Der britische Mathematiker und Meteorologe Lewis F. Richardson versuchte schon 1917, das Wetter «zu berechnen». Seine Rechenleistung bestand aus einem gedachten Mitarbeiterbestand von 64'000 Personen, die zusammen den ersten massiv-parallelen «Computer» darstellten. Richardson entwickelte einen umfangreichen Satz an Tabellen, die als einfacher verteilter Speicher dienten (wobei die einzelnen «Computer» die Zahlen handschriftlich eintragen sollten). Dazu befasste er sich mit Parallelisierung, Kommunikation und Synchronisation - alles zentrale Themen der modernen Klimasimulation.

Eine Frage der Auflösung

Bereits Richardson bildete die Atmosphäre mit einem dreidimensionalen Rechengitter ab, um eine vereinfachte Form der fluid-dynamischen Gleichungen auf einem rotierenden Planeten zu lösen - sprich: das Wetter zu berechnen - ganz ähnlich, wie wir das heute tun. Die ersten realistischen Simulationen kamen aber erst später, in den 50er-Jahren. Man arbeitete damals noch mit einer Auflösung von rund 800 km. Ein grosser Durchbruch gelang in den späten 70er-Jahren, als die Auflösung in globalen Modellen auf ungefähr 100 km verfeinert wurde. Das ermöglichte Wettervorhersagen von bis zu fünf Tagen, weil man zum ersten Mal Hoch- und Tiefdrucksysteme angemessen behandeln konnte. Davor waren nur Vorhersagen für einen Tag möglich.
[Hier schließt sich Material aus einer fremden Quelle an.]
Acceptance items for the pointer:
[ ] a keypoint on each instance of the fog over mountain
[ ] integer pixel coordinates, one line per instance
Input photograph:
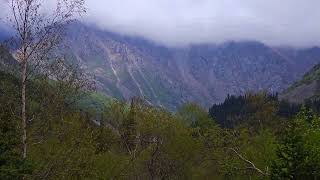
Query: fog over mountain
(183, 22)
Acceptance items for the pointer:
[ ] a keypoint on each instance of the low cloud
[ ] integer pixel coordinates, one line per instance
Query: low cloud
(183, 22)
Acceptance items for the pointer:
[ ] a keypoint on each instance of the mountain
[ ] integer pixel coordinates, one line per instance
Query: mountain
(131, 66)
(307, 88)
(7, 62)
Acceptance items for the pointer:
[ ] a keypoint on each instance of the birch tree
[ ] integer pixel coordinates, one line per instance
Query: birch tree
(39, 27)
Heute stehen wir nun vor der nächsten Herausforderung: Ab einer Auflösung von 1 km wird es möglich, konvektive Wolken (die Gewitter und Regenschauer verursachen) eindeutig abzubilden. Die Dynamik dieser feinskalierten atmosphärischen Systeme repräsentieren wir nunmehr mit physikalischen Gesetzen statt wie früher mit halb-empirischen Näherungsverfahren. Solche kilometergenaue Simulationen kommen bereits bei der operativen Wettervorhersage und vermehrt auch in der Klimaforschung zum Einsatz. Zahlreiche Studien zeigen, dass damit der Wasserzyklus und seine Extremerscheinungen angemessen dargestellt werden können. Zudem hofft man, dass die kilometergenaue Auflösung die Genauigkeit der Klimamodelle erhöhen wird. Jüngste Resultate einer Simulation über Europa verdeutlichen die Vorteile hoher Auflösung und untermauern diese Zukunftsperspektiven (siehe Abbildung).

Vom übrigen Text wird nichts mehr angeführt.